"Un confrère est un personnage sans aucun talent qui fait, inexplicablement le même métier que vous". [Pierre Daninos]
Dans les rues de Cannes, évidemment, les passants ont, en période de Festival, le regard aux aguets, prêt à repérer un visage connu ; la méprise est souvent de mise, et il arrive couramment que l’on prenne quelqu’un pour une vedette dans le doute d’une vague ressemblance : ceci fonctionne suivant le double a priori cannois bien connu (1) qu’un acteur est très différent dans la vie et au cinéma, et (2) qu’au Festival on peut croiser les acteurs n’importe où. Néanmoins, on peut imaginer que ce jeu de la méprise ne soit pas le fait que de celui qui se trompe. Beaucoup se laisse prendre au doute que suscitent ceux qui régulièrement sont pris pour une fausse Liz Taylor, une fausse Deneuve, un faux Travolta, Hanks ou Cruise. Il faut comprendre que ces derniers qui possèdent une vague ressemblance avec une star viennent souvent chercher à Cannes le lieu légitime d’une reconnaissance. Ce qui est mis en évidence ici repose le problème de la relation galvanisatrice que le cinéma est susceptible de susciter chez son spectateur. L’acteur à l’écran propose, à son insu, une expérience du monde et exalte là un pouvoir de type normatif faisant ainsi l’objet d’une identification plus ou moins durable et qui s’extériorise avec plus ou moins de force. Il y a là quelque chose qui relève pleinement de la construction d’un soi social qui passe, plus ou moins fugitivement, par le mode de la ressemblance avec des personnages de fiction qu’on aime, allant souvent jusqu’à en stigmatiser des attitudes vestimentaires ou physiques. Il faut noter qu’à Cannes, ce trait ne se combine qu’exceptionnellement avec une volonté de rencontrer, en chair et en os, celui ou celle qui est l’objet de l’identification.

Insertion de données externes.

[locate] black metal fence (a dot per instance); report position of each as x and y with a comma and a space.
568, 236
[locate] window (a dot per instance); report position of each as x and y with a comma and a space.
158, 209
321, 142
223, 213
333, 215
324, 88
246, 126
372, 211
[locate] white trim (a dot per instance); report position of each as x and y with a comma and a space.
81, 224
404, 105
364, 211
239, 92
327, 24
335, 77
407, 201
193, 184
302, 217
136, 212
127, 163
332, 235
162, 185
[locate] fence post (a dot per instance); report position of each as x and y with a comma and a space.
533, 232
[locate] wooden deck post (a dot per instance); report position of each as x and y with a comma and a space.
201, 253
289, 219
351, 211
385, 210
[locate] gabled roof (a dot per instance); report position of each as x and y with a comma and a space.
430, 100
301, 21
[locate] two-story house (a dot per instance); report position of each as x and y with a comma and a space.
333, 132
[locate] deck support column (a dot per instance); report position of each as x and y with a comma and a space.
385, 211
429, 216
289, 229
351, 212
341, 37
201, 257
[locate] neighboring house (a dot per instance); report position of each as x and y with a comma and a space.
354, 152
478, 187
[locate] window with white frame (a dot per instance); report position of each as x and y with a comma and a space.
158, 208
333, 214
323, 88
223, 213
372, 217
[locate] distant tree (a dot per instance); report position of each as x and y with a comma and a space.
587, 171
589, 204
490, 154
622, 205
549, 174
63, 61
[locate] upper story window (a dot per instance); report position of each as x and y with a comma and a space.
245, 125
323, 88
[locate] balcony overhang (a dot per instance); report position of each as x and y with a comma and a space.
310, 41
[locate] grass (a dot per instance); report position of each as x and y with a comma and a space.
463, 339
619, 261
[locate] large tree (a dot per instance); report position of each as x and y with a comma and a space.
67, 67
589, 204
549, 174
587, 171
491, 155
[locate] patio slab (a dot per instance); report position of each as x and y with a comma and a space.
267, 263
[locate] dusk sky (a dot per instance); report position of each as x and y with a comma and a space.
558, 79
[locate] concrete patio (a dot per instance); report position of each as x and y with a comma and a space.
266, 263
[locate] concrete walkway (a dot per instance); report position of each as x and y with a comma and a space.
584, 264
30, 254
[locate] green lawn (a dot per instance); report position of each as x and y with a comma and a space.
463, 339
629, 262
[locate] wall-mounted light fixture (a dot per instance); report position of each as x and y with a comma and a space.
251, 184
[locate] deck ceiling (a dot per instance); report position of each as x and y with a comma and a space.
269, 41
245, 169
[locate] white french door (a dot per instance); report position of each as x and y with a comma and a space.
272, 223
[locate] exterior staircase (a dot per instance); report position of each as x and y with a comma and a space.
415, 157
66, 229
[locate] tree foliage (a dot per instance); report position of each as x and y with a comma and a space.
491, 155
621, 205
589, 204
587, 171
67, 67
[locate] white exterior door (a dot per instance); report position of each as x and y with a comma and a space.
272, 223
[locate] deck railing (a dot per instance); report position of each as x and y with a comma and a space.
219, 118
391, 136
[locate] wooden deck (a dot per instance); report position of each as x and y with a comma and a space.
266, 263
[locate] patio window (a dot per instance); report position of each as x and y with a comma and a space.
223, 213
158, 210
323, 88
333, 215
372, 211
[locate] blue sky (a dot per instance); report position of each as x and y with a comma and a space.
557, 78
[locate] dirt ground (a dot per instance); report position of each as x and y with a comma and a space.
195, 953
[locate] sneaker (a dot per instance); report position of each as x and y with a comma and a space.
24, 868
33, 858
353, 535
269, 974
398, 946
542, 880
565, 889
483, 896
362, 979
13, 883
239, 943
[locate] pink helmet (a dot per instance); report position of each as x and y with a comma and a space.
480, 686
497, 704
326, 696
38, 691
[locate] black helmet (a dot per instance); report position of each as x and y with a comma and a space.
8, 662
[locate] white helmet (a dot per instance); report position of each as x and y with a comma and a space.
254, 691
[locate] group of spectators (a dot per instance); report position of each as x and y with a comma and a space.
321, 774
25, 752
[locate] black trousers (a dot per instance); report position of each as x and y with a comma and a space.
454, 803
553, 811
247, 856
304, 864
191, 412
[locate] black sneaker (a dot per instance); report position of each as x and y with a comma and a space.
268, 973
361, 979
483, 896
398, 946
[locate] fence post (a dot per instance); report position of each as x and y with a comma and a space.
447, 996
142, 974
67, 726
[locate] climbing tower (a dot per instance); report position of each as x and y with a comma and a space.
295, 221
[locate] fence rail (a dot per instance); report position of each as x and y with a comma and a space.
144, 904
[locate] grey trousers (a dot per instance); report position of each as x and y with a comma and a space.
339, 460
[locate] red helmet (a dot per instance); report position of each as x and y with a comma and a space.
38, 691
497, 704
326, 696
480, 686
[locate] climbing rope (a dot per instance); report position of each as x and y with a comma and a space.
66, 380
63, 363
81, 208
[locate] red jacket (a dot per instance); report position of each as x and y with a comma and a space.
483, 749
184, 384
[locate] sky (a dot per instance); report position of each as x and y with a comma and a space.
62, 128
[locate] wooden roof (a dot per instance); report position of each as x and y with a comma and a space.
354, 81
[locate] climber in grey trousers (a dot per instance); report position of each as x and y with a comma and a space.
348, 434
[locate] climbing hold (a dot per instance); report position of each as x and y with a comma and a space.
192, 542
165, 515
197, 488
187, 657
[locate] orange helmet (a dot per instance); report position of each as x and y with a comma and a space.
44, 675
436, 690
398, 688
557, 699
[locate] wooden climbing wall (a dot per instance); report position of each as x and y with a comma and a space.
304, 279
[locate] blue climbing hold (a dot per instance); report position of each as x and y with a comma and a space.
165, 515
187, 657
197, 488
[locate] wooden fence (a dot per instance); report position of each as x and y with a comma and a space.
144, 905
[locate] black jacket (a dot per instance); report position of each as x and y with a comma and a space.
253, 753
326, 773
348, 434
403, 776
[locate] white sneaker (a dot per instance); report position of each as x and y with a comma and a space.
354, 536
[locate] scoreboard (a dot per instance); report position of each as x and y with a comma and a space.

En effet, cette volonté de rencontre s’appuie généralement à Cannes sur des arguments de raisons qui reposent rarement sur la simple curiosité : ce qui anime les spectateurs cannois peut se résumer dans le désir de confronter la représentation qu’ils se font d’un acteur à sa réalité propre. Il faut remarquer que ce désir de rencontre est loin d’être patent chez tous les spectateurs du Festival. La plupart se contentent du “ voir ”, car il faut bien saisir que “ rencontrer ” effectivement quelqu’un que l’on admire, ou pour qui l’on a de la sympathie, peut parfaitement mettre en péril le système de représentations qu’un individu a échafaudé à distance, et dans lequel il puise une certaine stabilité de référence. La rencontre, en réduisant la distance, est en passe d’ébranler les affects qui supportent ce système de représentations : ceux qui la souhaitent en sont totalement conscients et c’est précisément cet “ ébranlement ” qu’ils espèrent, et auquel ils se sont préparés. Les expressions - “ il est mieux dans la réalité ”, “ elle est moins bien que dans les films ”, “ ils sont abordables ”, “ ils sont simples ” ou “ ils sont comme tout le monde ” - définissent la palette la plus communément utilisée par nos festivaliers lorsqu’ils rapportent leur rencontre avec un acteur. En ce sens, ou peut dire que la mesure qui est prise dans le temps de cette rencontre repose les termes d’une relation faite de distance et de proximité qui exprime, en premier lieu, la relativité de la position du spectateur face à l’acteur. L’acteur est préservé, le spectateur, aussi.